You can see that this program also calls fopen() and fclose() before and after using the file pointer fp.
int main(int argc, char ** argv)
{
FILE * fp;
if( (fp=fopen("write.txt","w")) == NULL)
{
printf("Can't open file write.txt for writing.\n");
exit(1);
}
printf("Writing to file write.txt ...\n");
fprintf(fp,"Hello cspp50101!\n");
fclose(fp);
return 0;
}
This program also uses "w" as the second argument to fopen(), to indicate that this file is opened for writing (and not reading).
Exercise 3
Add another function to myfileio.c called write_columns() that writes data in an array of integers to a file. The array of data and the name of the file passed as a function argument.
/* Writes n values in arr to new file in 2 columns.
* Returns -1 if error occurs, 0 otherwise */
int write_columns(int * arr, unsigned int n, char * filename);
Data will be written in 2 columns separated by a tab.

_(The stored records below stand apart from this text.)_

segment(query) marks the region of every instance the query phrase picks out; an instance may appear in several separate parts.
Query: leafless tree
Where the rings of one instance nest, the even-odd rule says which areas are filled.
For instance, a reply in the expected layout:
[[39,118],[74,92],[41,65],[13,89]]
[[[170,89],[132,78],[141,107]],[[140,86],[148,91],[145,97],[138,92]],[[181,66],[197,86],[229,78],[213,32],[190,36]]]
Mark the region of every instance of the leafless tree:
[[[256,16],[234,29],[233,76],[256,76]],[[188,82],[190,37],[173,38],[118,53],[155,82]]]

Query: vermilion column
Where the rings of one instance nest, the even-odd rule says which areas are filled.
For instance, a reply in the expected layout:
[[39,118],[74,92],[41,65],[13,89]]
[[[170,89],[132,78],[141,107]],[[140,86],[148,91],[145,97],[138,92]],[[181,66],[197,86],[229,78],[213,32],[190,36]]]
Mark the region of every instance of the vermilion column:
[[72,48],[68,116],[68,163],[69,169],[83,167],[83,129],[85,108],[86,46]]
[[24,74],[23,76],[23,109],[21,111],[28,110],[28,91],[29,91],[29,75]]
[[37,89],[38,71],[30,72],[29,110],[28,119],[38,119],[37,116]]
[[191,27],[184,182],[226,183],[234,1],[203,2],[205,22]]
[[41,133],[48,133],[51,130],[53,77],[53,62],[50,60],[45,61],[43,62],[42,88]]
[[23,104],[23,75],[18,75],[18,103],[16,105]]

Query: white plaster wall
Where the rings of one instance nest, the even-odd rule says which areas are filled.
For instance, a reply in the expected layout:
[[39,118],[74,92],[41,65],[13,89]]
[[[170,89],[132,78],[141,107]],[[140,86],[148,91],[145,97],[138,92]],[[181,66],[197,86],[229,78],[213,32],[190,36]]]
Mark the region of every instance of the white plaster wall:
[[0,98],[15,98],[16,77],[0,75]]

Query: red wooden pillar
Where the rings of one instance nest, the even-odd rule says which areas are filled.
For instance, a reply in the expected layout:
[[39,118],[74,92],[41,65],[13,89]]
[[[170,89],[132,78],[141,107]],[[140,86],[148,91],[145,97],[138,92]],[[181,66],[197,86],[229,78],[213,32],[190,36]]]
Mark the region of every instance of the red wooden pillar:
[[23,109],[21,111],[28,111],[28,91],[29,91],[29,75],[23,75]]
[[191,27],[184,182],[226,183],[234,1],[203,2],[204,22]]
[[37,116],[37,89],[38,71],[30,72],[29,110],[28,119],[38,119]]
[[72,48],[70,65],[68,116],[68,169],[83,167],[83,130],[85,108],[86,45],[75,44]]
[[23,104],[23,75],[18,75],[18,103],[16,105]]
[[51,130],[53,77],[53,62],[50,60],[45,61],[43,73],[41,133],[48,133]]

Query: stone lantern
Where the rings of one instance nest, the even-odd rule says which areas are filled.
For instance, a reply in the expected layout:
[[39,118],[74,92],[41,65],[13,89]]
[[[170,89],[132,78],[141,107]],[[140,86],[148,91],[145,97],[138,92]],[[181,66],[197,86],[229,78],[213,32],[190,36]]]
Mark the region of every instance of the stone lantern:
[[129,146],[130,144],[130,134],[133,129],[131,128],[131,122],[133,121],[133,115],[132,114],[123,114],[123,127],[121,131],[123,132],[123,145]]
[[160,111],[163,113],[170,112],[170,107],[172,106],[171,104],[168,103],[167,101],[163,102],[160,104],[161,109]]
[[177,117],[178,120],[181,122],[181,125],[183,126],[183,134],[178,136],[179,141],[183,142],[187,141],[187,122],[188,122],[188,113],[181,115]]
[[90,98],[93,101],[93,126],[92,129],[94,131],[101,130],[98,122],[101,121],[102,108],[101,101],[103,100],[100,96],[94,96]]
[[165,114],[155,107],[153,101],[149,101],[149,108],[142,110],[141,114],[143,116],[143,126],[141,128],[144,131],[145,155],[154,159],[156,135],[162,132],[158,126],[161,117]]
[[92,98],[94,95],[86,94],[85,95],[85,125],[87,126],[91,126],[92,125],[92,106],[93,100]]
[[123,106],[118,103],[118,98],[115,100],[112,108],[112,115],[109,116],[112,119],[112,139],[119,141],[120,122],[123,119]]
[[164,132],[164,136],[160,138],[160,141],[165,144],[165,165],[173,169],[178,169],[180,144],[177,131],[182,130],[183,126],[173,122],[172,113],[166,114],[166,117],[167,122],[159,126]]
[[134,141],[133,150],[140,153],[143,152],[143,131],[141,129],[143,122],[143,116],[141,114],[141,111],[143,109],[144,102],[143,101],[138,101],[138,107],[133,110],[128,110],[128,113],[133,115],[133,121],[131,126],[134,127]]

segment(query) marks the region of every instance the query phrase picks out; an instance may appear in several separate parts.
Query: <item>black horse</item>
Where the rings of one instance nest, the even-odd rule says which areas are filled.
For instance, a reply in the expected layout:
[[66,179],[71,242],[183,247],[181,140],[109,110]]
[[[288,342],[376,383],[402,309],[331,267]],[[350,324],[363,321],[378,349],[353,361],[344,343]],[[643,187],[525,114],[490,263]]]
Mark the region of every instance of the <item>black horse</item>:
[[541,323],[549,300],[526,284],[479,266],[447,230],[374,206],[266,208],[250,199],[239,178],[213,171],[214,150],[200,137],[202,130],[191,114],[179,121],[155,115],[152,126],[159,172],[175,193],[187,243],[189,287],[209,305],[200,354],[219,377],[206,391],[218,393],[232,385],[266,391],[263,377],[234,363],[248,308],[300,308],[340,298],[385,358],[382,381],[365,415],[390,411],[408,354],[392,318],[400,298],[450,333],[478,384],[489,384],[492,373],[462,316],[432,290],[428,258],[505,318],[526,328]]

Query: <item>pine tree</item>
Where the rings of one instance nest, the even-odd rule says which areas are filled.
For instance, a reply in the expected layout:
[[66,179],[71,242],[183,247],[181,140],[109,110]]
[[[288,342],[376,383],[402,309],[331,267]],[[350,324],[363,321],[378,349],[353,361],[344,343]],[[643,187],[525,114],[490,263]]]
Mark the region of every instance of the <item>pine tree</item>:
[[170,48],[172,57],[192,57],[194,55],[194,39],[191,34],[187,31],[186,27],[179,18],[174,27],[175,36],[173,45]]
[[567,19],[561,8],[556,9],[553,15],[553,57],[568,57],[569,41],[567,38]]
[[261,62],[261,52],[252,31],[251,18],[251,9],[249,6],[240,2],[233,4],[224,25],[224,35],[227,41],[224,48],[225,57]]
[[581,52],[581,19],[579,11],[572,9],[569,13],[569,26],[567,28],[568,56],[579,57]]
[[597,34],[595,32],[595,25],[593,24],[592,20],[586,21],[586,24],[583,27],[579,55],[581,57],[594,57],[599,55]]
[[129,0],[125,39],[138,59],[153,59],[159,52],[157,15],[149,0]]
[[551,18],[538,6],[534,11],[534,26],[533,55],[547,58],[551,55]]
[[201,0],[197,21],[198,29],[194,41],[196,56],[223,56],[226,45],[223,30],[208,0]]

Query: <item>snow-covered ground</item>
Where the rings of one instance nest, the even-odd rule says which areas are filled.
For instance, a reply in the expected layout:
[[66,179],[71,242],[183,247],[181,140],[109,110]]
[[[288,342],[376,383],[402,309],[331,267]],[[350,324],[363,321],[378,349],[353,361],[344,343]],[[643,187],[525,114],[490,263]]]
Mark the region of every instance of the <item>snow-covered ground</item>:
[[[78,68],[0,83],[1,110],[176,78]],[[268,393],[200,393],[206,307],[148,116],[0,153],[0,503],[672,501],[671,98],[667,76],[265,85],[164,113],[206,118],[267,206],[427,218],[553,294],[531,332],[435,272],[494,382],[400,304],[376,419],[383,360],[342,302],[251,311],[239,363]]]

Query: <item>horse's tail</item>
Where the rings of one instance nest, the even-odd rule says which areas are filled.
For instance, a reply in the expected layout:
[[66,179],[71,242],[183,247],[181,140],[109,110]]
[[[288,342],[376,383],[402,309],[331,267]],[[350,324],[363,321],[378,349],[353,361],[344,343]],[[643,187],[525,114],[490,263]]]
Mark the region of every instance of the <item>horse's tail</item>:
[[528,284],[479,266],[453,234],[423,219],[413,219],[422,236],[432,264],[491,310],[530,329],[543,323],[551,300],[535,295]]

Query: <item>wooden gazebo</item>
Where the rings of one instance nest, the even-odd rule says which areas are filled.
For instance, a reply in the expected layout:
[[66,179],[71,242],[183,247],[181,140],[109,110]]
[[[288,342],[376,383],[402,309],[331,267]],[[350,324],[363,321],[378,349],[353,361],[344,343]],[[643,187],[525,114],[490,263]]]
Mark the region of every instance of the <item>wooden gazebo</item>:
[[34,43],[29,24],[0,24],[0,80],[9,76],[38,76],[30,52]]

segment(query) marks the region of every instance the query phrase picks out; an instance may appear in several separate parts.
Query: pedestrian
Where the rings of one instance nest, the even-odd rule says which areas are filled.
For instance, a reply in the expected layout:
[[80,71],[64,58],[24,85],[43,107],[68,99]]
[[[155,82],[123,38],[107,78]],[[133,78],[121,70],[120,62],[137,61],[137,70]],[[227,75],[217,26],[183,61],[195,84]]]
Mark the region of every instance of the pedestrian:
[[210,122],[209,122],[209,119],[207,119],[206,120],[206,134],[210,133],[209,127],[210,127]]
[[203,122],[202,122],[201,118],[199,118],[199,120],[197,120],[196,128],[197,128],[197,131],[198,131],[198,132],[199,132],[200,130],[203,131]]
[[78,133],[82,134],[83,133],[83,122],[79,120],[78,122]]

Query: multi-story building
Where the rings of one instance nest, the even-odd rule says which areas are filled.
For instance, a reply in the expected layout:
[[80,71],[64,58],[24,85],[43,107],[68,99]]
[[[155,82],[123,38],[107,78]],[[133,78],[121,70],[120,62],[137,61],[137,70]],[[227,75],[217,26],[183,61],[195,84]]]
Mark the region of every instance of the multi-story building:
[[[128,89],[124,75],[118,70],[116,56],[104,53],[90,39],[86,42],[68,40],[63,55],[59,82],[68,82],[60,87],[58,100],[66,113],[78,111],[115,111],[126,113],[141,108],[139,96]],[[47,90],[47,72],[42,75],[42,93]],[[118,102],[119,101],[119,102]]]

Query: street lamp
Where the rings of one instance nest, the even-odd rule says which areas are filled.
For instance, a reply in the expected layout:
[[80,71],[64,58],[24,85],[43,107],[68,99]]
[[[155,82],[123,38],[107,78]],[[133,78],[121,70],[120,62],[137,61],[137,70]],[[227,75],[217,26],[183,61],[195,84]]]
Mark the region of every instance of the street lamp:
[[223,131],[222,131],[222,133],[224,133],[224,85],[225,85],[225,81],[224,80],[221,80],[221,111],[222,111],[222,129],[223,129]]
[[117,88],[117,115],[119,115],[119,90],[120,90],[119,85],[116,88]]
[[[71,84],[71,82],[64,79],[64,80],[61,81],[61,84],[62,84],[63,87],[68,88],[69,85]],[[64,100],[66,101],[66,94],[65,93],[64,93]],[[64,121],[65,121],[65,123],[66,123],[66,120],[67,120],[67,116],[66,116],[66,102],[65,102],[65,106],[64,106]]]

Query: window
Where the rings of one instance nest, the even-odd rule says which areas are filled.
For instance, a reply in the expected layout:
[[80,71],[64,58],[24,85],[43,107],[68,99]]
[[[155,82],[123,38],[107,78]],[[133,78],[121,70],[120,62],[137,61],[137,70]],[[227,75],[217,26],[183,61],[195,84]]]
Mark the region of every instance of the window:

So the first n/2 values will be in the first column, and the rest will be in the second column.
If the length of the input array is odd then the first (n+1)/2 values should be in the first column.
$ gcc -Wall -std=c99 myfileio.c test_ex3.c -o test_ex3
$ ./test_ex3 in1.txt out1.txt
Number of lines in in1.txt: 5
Displaying output file out1.txt...
100 125
110 130
120
Again you should only modify file myfileio.c by adding your implementation of this function.
Submitting your assignment
Lab 6 is due: Saturday, Aug 6 at 11:59pm
It's fine if you include other *.c files in your submission, but I will grade using the versions provided for this lab.
$ hwsubmit cspp50101lab <path to your lab6 directory>
Submit to cspp50101lab, NOT cspp50101.